Daw had been born on a very starry night.  Her mother had been in Chiang Mai for the Songkran festival and had witnessed a shooting star as her water broke.  Daw was named in honor of that star; her mother always claimed that the shooting star was Daw’s soul flying down from heaven to enter her unborn body.  The Christians had gotten to Daw’s mother when the first blue eyed missionary knocked on her door, Bible in hand.  It was that very blue eyed missionary, whose name has long been lost, who planted his seed in Daw’s mother while only God watched.  Daw’s mother always claimed that his blue eyes were hidden behind his daughter’s deep black ones, peering out, waiting.  It was in Saengdao that they were unveiled and rather unwelcomed.

            Daw named her daughter before she saw her.  So convinced was she that the small child would be a replica of herself, a chance to start over and change her destiny, she named her Saengdao, Starlight.  But when the baby opened her startling blue eyes and wailed, Daw pushed her away.  “She is not my daughter.  Bring me another.”

            The nurses chuckled and pushed the baby back towards.  “Come, this is Saengdao, the child you bore.”

            “She is a farang,” she spat out, teeth clinched.  "Just look at her eyes.  She is not blood of my blood."

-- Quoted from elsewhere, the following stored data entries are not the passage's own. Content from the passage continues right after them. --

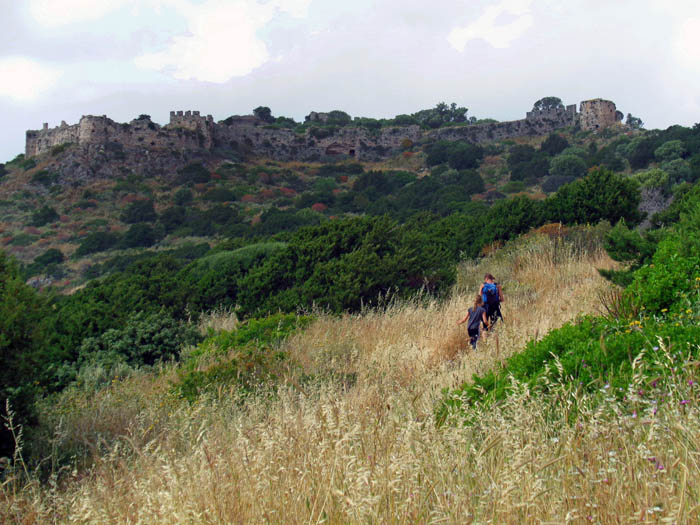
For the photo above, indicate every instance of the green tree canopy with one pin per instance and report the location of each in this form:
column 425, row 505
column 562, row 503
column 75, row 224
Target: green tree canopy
column 548, row 103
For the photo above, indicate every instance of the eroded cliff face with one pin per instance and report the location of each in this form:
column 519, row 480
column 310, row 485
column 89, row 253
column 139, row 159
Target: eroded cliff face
column 101, row 147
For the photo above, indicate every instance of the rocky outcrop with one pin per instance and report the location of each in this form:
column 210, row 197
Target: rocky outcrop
column 101, row 146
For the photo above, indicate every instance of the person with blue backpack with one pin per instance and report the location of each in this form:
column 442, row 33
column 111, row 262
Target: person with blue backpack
column 492, row 295
column 476, row 316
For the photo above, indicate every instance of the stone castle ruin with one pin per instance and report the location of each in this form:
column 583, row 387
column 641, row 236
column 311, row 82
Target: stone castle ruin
column 190, row 136
column 599, row 114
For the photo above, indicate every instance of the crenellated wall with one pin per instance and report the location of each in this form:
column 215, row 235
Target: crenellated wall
column 598, row 114
column 191, row 132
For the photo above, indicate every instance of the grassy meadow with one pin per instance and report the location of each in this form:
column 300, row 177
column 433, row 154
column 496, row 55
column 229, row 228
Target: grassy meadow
column 348, row 433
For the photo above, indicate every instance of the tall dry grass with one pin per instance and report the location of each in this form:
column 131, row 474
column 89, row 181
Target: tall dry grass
column 350, row 435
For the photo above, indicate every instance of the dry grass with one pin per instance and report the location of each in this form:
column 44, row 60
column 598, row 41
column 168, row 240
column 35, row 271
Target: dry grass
column 362, row 447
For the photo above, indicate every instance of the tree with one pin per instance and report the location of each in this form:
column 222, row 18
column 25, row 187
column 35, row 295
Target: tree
column 567, row 166
column 554, row 144
column 264, row 113
column 548, row 103
column 634, row 122
column 22, row 338
column 670, row 150
column 44, row 216
column 601, row 195
column 139, row 211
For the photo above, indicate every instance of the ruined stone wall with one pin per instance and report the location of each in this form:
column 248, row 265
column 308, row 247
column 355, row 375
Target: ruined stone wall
column 535, row 123
column 188, row 133
column 286, row 144
column 598, row 114
column 39, row 141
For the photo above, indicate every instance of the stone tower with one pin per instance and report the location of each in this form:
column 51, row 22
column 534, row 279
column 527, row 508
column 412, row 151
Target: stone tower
column 598, row 114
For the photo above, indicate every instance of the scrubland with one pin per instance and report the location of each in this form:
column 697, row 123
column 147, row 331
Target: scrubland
column 348, row 433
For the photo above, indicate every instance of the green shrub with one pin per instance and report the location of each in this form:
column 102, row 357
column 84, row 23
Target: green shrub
column 513, row 186
column 195, row 173
column 567, row 166
column 23, row 239
column 241, row 358
column 219, row 195
column 44, row 215
column 23, row 351
column 591, row 354
column 139, row 211
column 183, row 196
column 26, row 164
column 45, row 178
column 97, row 242
column 140, row 235
column 145, row 339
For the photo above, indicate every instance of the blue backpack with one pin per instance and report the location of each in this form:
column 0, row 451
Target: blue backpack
column 489, row 293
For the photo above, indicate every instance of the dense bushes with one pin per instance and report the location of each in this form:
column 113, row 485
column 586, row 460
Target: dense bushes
column 144, row 339
column 139, row 211
column 23, row 347
column 458, row 155
column 44, row 215
column 242, row 358
column 659, row 309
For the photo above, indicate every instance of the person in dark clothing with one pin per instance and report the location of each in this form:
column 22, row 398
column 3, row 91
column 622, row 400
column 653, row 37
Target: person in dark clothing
column 492, row 295
column 476, row 318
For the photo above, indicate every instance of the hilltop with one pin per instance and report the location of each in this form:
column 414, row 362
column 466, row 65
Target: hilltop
column 85, row 197
column 285, row 330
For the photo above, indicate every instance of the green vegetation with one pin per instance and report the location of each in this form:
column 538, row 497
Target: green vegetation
column 658, row 310
column 43, row 215
column 244, row 358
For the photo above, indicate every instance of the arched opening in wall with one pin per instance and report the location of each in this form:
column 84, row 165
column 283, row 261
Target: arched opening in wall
column 336, row 149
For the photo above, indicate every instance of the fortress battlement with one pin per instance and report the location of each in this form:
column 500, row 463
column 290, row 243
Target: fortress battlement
column 191, row 131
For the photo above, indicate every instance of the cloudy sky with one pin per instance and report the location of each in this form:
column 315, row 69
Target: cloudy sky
column 60, row 59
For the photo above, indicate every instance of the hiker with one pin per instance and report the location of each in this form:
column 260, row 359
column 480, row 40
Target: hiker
column 476, row 316
column 492, row 296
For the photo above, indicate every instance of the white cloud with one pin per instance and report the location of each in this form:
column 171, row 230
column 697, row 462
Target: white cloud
column 222, row 40
column 687, row 44
column 486, row 27
column 24, row 79
column 53, row 13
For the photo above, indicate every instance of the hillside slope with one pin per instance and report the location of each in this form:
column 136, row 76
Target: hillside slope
column 325, row 449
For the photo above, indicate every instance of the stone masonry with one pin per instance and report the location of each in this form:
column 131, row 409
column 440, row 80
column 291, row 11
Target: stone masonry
column 189, row 136
column 598, row 114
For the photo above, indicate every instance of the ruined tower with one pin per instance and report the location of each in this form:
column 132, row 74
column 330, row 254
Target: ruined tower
column 598, row 114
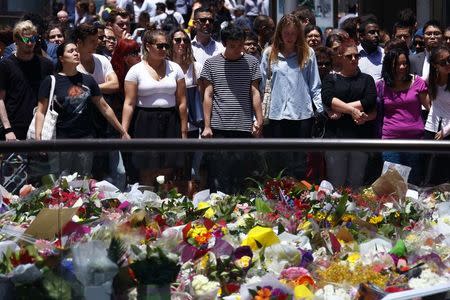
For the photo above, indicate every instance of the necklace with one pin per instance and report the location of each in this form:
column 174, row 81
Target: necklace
column 158, row 72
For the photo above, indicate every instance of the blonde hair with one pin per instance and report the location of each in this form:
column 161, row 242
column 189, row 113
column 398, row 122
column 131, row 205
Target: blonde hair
column 302, row 48
column 22, row 28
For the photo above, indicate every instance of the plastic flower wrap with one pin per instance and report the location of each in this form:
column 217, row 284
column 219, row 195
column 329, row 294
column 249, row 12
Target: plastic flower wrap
column 259, row 237
column 268, row 288
column 203, row 288
column 92, row 265
column 279, row 256
column 331, row 292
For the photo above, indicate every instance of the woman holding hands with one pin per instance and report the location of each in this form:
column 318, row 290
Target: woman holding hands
column 155, row 94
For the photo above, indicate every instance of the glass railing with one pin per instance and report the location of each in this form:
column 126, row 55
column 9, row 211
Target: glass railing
column 222, row 218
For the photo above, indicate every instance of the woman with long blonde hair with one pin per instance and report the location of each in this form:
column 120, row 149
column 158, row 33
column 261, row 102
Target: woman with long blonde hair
column 295, row 82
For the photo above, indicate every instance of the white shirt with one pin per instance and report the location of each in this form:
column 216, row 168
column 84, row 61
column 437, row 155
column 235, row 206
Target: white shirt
column 202, row 53
column 189, row 75
column 102, row 68
column 440, row 110
column 147, row 6
column 371, row 63
column 152, row 93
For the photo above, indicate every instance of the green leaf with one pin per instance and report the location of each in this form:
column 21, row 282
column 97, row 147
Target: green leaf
column 342, row 206
column 262, row 206
column 48, row 180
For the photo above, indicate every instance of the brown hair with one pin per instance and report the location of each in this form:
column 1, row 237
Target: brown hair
column 150, row 38
column 302, row 47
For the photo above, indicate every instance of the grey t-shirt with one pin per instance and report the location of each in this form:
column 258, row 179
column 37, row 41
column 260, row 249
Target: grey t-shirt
column 232, row 102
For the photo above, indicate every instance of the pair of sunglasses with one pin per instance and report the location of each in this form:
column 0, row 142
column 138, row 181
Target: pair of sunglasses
column 204, row 20
column 351, row 56
column 161, row 46
column 134, row 53
column 32, row 39
column 178, row 40
column 444, row 62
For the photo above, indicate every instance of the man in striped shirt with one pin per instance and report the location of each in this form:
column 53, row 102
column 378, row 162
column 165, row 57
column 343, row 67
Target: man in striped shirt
column 232, row 107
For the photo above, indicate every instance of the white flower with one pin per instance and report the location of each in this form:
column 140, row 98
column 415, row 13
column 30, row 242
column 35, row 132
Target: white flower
column 160, row 179
column 330, row 292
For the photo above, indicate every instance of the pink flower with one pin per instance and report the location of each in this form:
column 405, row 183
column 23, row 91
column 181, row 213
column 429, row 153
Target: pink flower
column 293, row 273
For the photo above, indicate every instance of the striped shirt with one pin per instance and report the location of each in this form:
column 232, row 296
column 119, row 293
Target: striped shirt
column 232, row 98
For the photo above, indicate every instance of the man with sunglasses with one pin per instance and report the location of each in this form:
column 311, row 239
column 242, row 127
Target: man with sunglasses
column 20, row 77
column 203, row 46
column 371, row 54
column 432, row 35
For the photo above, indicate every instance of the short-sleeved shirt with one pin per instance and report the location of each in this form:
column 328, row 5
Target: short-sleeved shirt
column 439, row 116
column 73, row 103
column 21, row 80
column 154, row 93
column 402, row 111
column 371, row 63
column 232, row 99
column 202, row 53
column 102, row 68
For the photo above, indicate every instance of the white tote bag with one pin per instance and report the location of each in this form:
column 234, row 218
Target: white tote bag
column 49, row 128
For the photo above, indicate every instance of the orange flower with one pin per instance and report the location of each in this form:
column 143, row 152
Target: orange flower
column 203, row 238
column 263, row 294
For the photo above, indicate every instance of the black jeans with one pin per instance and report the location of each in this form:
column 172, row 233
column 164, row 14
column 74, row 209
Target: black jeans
column 293, row 163
column 228, row 169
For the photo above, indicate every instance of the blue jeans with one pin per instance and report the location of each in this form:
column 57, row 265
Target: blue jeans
column 412, row 160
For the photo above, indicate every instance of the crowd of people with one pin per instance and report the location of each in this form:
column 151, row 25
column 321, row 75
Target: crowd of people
column 161, row 70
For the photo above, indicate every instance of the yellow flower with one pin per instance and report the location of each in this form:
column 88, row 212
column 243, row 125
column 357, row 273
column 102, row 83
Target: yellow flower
column 320, row 216
column 353, row 257
column 244, row 261
column 347, row 218
column 209, row 213
column 375, row 220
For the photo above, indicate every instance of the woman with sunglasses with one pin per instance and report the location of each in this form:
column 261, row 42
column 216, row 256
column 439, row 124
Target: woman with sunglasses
column 437, row 125
column 400, row 96
column 75, row 96
column 181, row 53
column 352, row 94
column 155, row 94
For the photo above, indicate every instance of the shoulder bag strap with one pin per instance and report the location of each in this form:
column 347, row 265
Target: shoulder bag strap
column 52, row 92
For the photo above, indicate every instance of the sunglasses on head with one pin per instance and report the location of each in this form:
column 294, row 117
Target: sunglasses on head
column 204, row 20
column 324, row 64
column 178, row 40
column 32, row 39
column 444, row 62
column 134, row 53
column 351, row 56
column 161, row 46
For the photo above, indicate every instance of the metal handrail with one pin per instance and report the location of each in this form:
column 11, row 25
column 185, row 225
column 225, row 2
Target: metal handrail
column 185, row 145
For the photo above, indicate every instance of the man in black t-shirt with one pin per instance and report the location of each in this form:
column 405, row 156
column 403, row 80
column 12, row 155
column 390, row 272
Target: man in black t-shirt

            “They will turn black, just as pretty as yours,” they assured.

            But Daw knew better.  Those eyes belonged to the white man who’d promised her America before making her bleed and putting a baby in her belly.  Clint had been exploring business options with Kenan Institute Asia and had quite literally tripped over Daw while attempting to board the ferry.  They'd had a whirlwind of a romance.

         Daw had ridden with him to the airport when he departed.  He’d kissed her openly and it had excited her.  She'd hoped he'd ask her to join him and waited expectantly as his flight was called.  “I’ll come back soon,” he’d shouted over his shoulder as he walked briskly away from her.


            Daw had memorized his flight schedule.  Bangkok to Seoul - two hour lay-over.  Maybe he'd call.  Seoul to Tokyo - twenty minute lay-over; part of her hoped he'd miss the connection.  Tokyo to Chicago.  She knew he’d go through customs here and hoped that the hour lay-over was enough time to make his Chicago to Raleigh, North Carolina flight.  She went home, his flight numbers scribbled on the back of a postcard she’d bought at the airport. He'd scribbled his phone number on it as well.  She clutched the postcard, tracing his writing with her finger, and listening to BBC.  If his plane crashed, she’d know it.  She sat in front of the TV for over twenty-four hours, only getting up to relieve herself and let the cat in when its meowing grew incessant.  When Daw was positive that he had landed safe in North Carolina, she tucked the postcard into her Bible and went down the street corner to get some noodles.  She was starving.

      She'd called him when she missed her cycle and the test confirmed her suspicions.  She hung up when his wife answered.  She decided then that the child she carried, her star light, would be her chance to shine.  But the little bastard came into the world in a hurry with blue eyes and her own plan.